Bill Smith1 PRO 12 years ago
I have a weak spot for WolfBass (cue WAltzing Matilda) Shiarz, NZ's Cooper Creek Pinot Noir, a local vinter here where I live called Henry of Pelham and they make a really nice Baco noir.

I have pretty good liquor store system in Ontario but the selection could always be better. I miss Firestone Winery's 2003 Merlot from California.

Beer is another story, I have one rule of thumb, support your local craft brewer. While Canada has a reputation for decent beer (especially here in Ontario), I have tasted some amazing American micro brews on my travels in the US of A. I tend to prefer dark malty ales, darker lagers and there is a really cool local brand here called Steamwhistle Pilsner, the brewery is located in an old Canadian Pacific Railway roundhouse. . I know Lorna Lou will dig the retro packaging.
The Sage of Shadowdale 12 years ago
Stephanie, I've yet to learn contentment, which sucks because it's something I've been really striving for.

This group sounds like it should be called Alcholics Anonymous rather than Thirtysomething.
photo by Alison 12 years ago
hehehehe... mmmmm, yeh!
David de Groot PRO 12 years ago
Mike, No I don't think anyone here has a problem with drinking, anyone? Nope I don't have a problem drinking (unless you give me VB, that I'd have a problem drinking ;)
Michael Costolo 12 years ago
Bill, I've been to the Firestone winery many times. It's a neat place. They actually started a brewery as well that put out some very fine beers. They were only available in the greater Santa Barbara county area though. At least, half a decade ago when I lived there.

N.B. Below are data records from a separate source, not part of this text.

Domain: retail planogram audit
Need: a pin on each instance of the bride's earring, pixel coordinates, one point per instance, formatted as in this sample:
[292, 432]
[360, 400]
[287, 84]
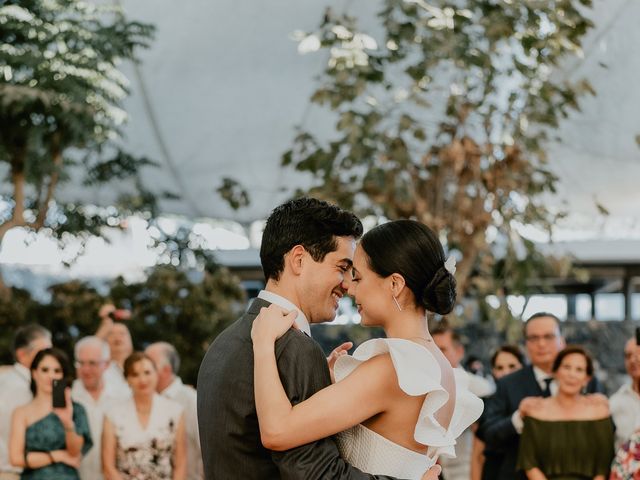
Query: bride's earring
[397, 304]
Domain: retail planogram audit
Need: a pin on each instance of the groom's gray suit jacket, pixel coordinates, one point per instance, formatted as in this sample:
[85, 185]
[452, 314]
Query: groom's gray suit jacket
[229, 432]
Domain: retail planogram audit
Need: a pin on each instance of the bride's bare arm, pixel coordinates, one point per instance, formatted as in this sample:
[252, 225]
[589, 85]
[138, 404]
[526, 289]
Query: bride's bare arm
[361, 395]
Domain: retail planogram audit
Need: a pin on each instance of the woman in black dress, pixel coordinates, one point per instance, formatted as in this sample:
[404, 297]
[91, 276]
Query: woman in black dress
[567, 436]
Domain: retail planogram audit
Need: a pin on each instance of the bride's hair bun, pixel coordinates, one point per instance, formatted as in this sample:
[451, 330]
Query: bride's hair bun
[414, 251]
[439, 295]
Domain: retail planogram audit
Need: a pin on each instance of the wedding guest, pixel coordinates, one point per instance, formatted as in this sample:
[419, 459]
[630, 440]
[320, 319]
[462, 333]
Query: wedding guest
[14, 387]
[567, 435]
[92, 358]
[116, 333]
[170, 385]
[501, 424]
[626, 464]
[505, 360]
[47, 442]
[143, 438]
[625, 403]
[449, 342]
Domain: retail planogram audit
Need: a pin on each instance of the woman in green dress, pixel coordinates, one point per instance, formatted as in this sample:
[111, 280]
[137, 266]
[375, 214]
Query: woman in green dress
[568, 436]
[46, 442]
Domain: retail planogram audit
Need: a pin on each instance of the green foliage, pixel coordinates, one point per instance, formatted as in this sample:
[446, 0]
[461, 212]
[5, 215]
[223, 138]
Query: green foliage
[15, 307]
[61, 94]
[444, 118]
[168, 306]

That sounds like so long ago but seems like just yesterday...

I don't think it's a problem to enjoy the finer things in life. In moderation of course.
peylex 12 years ago
No problem drinking at all. It's quite easy actually....
robotwolf PRO 12 years ago
favourite wine?

White wine for me. Probably the best ones I had were during my holidays in Greece (Crete & Corfu). However the Greek wines they import here in Finland are pitiful.
From the shelves of Alko (the only company allowed to sell wines in Finland) I like some Italian and German wines.
photo by Alison 12 years ago
Oh that is sad... only one company allowed to sell wine... are you allowed to import it? Get your fav winery to ship you a case every now and then?
carnun Posted 12 years ago. Edited by carnun (member) 12 years ago
There's a Fin working on the SALT... now I understand why he likes South Africa so much - hundreds of wine farms and many excellent quality white and red wines for between $3 and $8, as well as very little snow or icy cold weather.
Michael Costolo 12 years ago
I have also learned that the smile from an infant can brighten the dreariest day.

And that the reasons that I get up for work each day are the three people I call my family.
The Sage of Shadowdale 12 years ago
Anyone learn anything else recently (that doesn't involve alcohol)?
photo by Alison 12 years ago

Oh, yes... I am learning that listening and asking questions is much more effective than just offering answers to a child or adult who is grieving.
Michael Costolo 12 years ago
Yes, I've learned that naps can do wonders for the behavior of 4 year olds.
The Sage of Shadowdale 12 years ago
Yeah, listening, really listening, is a difficult skill to master and I definitely agree that sleeps are a small boy's best friend (or at least their parent's).

I've come to realise that I say 'no' far too often and I should take more risks and live life like the adventure it was supposed to be rather than always be in risk control mode.